Si teneva 29 anni fa, il 24 maggio, il commosso saluto dei missini a Pino Romualdi e Giorgio Almirante, in una piazza Navona gremita all’inverosimile, con seguaci dei due uomini politici venuti da tutta Italia e anche dall’estero. Ricordo benissimo quei giorni: al Secolo d’Italia, dove già lavoravo, eravamo sotto pressione da settimane, da quando Almirante si era ammalato. Ci alternavamo a fare i turni davanti la clinica romana dove era ricoverato. Dovemmo poi fare due edizioni straordinarie per Romualdi e il giorno dopo per Almirante. E poi venne il giorno dei funerali. Ricordo che Francesco Storace, distrutto, in forza allora al servizio politico, aveva già chiarito che avrebbe preso un giorno di ferie per poter partecipare alle esequie. Così noi redattori non inviati alla cerimonia per servizio, a turno, andammo a piazza Navona per prendere parte almeno per qualche decina di minuti a un evento non solo storico ma che faceva parte della nostra storia umana e politica. Andai anch’io, per una mezz’ora, e poi tornai nella “storica” redazione di via Milano.
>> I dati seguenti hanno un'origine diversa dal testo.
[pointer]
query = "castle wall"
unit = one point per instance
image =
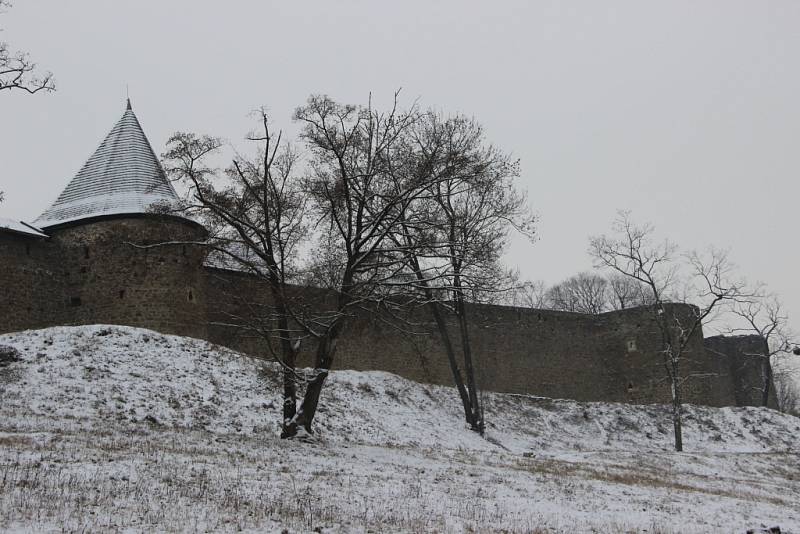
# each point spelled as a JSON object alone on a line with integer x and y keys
{"x": 741, "y": 358}
{"x": 30, "y": 284}
{"x": 609, "y": 357}
{"x": 89, "y": 273}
Il giorno dopo, però, il mio migliore amico, Augusto, mi telefonò e mi disse che era andato anche lui a piazza Navona (ma non ci eravamo incontrati) e disse: “Indovina un po’ chi ho visto?” . “Non lo so”, risposi, “chi?”. “Tuo padre!”, mi disse lui, ben sapendo che mio padre non aveva mai fatto politica in tutta la sua vita. “Ah, dissi io, strano…”. “Ma non sai tutto”, insisté Augusto, “non lo sai che ha fatto quando è passata la bara… il saluto romano!”. La cosa mi parve impossibile, perché mio padre non era certo fascista, al massimo liberale, e poi dopo l’8 settembre aveva fatto parte dei partigiani garibaldini. Ma Augusto non sbagliava, me lo confermò poi anche un attivista di via Sommacampagna, la sede provinciale del Fronte della Gioventù. La cosa era inspiegabile, per questo ho pensato che fosse il momento di raccontarla.
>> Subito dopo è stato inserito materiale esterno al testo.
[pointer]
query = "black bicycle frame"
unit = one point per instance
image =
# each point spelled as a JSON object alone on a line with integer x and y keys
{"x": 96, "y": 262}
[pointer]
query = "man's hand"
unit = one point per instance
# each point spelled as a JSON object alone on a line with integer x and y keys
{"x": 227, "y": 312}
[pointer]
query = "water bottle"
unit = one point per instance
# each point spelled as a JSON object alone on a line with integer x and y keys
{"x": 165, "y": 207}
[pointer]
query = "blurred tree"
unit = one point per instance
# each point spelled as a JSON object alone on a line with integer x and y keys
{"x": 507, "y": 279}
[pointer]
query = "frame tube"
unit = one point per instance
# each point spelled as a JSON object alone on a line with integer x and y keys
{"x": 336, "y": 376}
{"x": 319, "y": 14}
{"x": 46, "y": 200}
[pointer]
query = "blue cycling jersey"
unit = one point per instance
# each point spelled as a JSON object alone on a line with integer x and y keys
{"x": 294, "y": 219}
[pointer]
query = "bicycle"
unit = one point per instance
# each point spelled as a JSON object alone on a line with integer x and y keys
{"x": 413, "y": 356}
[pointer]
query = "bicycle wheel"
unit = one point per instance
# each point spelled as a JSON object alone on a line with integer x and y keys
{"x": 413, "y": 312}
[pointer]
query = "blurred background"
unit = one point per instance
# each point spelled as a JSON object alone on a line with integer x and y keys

Il fascismo, la guerra, la resistenza, la pace

Classe 1914, come Almirante, mio padre era cresciuto durante il fascismo, e andava a anche a sentire, ragazzo, i discorsi di Mussolini a piazza Venezia. Nel 1934 entrò nell’accademia allievi ufficiali medici di Firenze, vicino Ponte Vecchio, accademia non più esistente, e quandò si laureò, nel 1940, fu spedito immediatamente al fronte. Combatté in Albania e Montenegro con la Divisione Perugia. Ma dopo l’8 settembre, i tedeschi fucilarono tutti gli ufficiali della Perugia, tranne mio padre e un altro medico. Circostanza riportata in due libri, Tempesta sulle alpi albanesi e Sacrificio italiano in terra albanese. Fu portato dai tedeschi in Germania e poi in Nord Italia. Ma mio padre scappò, perché non voleva stare coi tedeschi e si rifugiò in Piemonte, dove entrò in un reparto partigiano che operava nell’Oltrepo pavese, con cui rimase due anni. Non raccontò mai molto di quel periodo, e in ogni caso mai di atrocità né partigiane né delle Camicie Nere. Ricordava invece con terrore quelli che definiva i “rastrellamenti” dei tedeschi, dai quali i partigiani erano riusciti a scampare più volte per miracolo. Tornato a casa, al quartiere Prati di Roma, mio padre iniziò la professione di medico, forte anche dell’esperienza che aveva fatto in cinque anni di guerra. Non so se votò, e cosa, al referendum, ma so che dal 1950 in poi votò sempre Partito Liberale, anche perché suo padre, alto magistrato, era diventato senatore di quel partito. Ostacolava, ma come un padre, non politicamente, la mia attività nel Movimento Sociale, e certo non assisté mai a un comizio missino né mise mai piede in una sezione. Ancora oggi non so perché fece quel gesto: per me? Per stima verso Almirante? Perché i vincitori lo avevano deluso? Non lo so e non lo saprò mai, anche perché lui non me lo disse. E io non glielo chiesi.

Teneva un diario di quel periodo, dal 1943 al 1944, che descrive proprio lo sbandamento dopo la fuga del Re, le fucilazioni, la fuga. Una volta il direttore del Secolo, Aldo Giorleo, valoroso parà della Nembo della Repubblica Sociale, mi chiese di poterlo leggere. Lo chiesi a mio padre, allora ancora vivente, e glielo portai. Giorleo lo lesse con grandissimo interesse per diversi giorni, e dopo aver lodato lo stile “letterario” di mio padre, mi disse ridendo: “Pensa un po’ se lo incontravo che gli facevo!”.